Throughout 2021, Shvembldr released 3,557 different NFTs and withdrew a profit of 8.7 million Euro of which he owed roughly 3.1 million Euro in taxes.

Things Took a Turn

According to Shvembldr, he had always kept the lines of communication open with his bank and any state authority that had questions about his work.

Before making his first large withdrawal from Coinbase, he contacted SEB (his bank) in order to to ensure he was following the correct procedures. He transferred 30,000 Euro to his account and receive a Source of Funds letter from SEB. In response, Shvembldr sent the bank his artist history, his social networks and payment data as well as his statements from Coinbase. After a few days of correspondence with SEB, his account was unblocked.

This pattern continued, and a second block was enacted, compelling Shvembldr to go through and pass a verification check once again. By this time, he had already transferred 8.7 Million Euro to his bank account.

At the beginning of October 2021, Shvembldr was informed that the Latvian State Security Service had reached out to his former employer inquiring about him. Shvembldr proactively reached out to them and went in for an interview. During the interview, which the Latvian officials said was not an interrogation, they asked questions about Shvembldr’s artistic roots, the way he manages his business, and what he plans to do with the money he receives from his work. In his view, the interview was entirely amicable, and that was the last he expected to hear anything on the matter.

The Hammer Drops

On February 14 2022, Shvembldr was in the process of purchasing music production software when all of a sudden, his card was declined. He was later informed that the Latvian police had blocked his account. This was actually an investigation initiated by the Latvian Police’s Organized Crime Unit on February 3 2021. After obtaining his case number from SEB and finding the name of the investigator, he received radio silence: absolutely nothing for the next 3 months.

After hiring a lawyer, Shvembldr was able to make more sense of what was occurring in his case. On June 30 2022, he had his first major breakthrough in the case where the court ruled on the illegality relating to the manner in which his accounts were frozen/seized. This, however, wouldn’t last. The head of the Organized Crime Unit would create a new arrest order and have it signed by the prosecutor’s office. Shvembldr’s funds were seized once again.

To this date, Shvembldr had sent all documents proving the legality of the funds and the way in which they were obtained. His income data that he provides on his own website is well documented and verifiable on the blockchain. Currently, Shvembldr is awaiting a decision from the district court after sending all the necessary documents relating to his funds.

Smoke and Mirrors

Often the modernity of a country provides a veil and makes it appear that the rule of law prevails, but in practice, we see totally different outcomes. Latvia functions as a Parliamentary Republic which, constitutionally, should function as a representative democracy.

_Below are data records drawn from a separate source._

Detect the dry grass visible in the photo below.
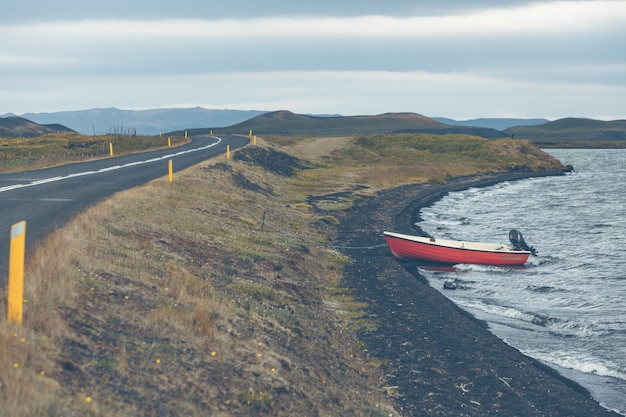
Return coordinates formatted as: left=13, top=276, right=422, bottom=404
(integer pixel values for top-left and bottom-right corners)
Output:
left=0, top=132, right=560, bottom=417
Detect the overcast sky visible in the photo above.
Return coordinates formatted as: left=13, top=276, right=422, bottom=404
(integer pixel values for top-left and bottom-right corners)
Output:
left=0, top=0, right=626, bottom=120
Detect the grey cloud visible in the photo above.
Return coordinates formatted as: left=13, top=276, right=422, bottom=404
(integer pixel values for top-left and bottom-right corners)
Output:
left=0, top=0, right=564, bottom=24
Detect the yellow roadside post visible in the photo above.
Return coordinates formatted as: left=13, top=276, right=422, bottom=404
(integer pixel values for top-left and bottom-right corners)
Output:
left=7, top=221, right=26, bottom=324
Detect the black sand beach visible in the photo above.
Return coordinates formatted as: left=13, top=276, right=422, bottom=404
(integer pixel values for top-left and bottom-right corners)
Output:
left=339, top=172, right=618, bottom=417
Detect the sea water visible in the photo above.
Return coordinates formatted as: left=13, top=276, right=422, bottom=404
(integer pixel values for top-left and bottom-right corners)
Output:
left=419, top=149, right=626, bottom=415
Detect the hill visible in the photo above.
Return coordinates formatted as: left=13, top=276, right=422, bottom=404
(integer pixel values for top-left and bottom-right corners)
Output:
left=22, top=107, right=264, bottom=135
left=205, top=110, right=507, bottom=138
left=0, top=116, right=73, bottom=138
left=505, top=118, right=626, bottom=147
left=433, top=117, right=549, bottom=130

The country has an executive, judicial, and legislative branch that can only be described as somewhat shaky.

Amnesty International described Latvia as an incubator for greater inequality and instability in 2021.

It’s no surprise that the same difficulties being encountered by Shvembldr are commonplace in Latvia’s court system.

The argument at the heart of the Latvian Police’s Organized Crime Unit is that Shvembldr used “computer systems in order to carry out a scam of illicit transactions.” In reality, he created art and sold them on various platforms and did not break any platform rules in the selling of his art. He made every attempt possible to legalize his income, provide supporting documentation, and prove the validity of the source of funds. There will come a time when the courts will be unable to claim ignorance. It’s all there, in black and white, on the blockchain.

As Shvembldr himself states:

Most artists have failed to make their profession their primary source of income for centuries. But blockchain has allowed artists to control the distribution of their art and earn as the value of their art grows. Unfortunately, there will always be people who want to stand in the way of progress and are ready to stifle all good initiatives. I hope my story helps change that.

The opportunities blockchain technology has provided to artists cannot be understated. It is evident that fairer systems have been created in the last few years that have upended the traditional way artists have been able to make money. Shvembldr’s success is only one of many. For his sake, and for the rest of the artists working in this field, we hope he finds a fair and speedy resolution to his predicament.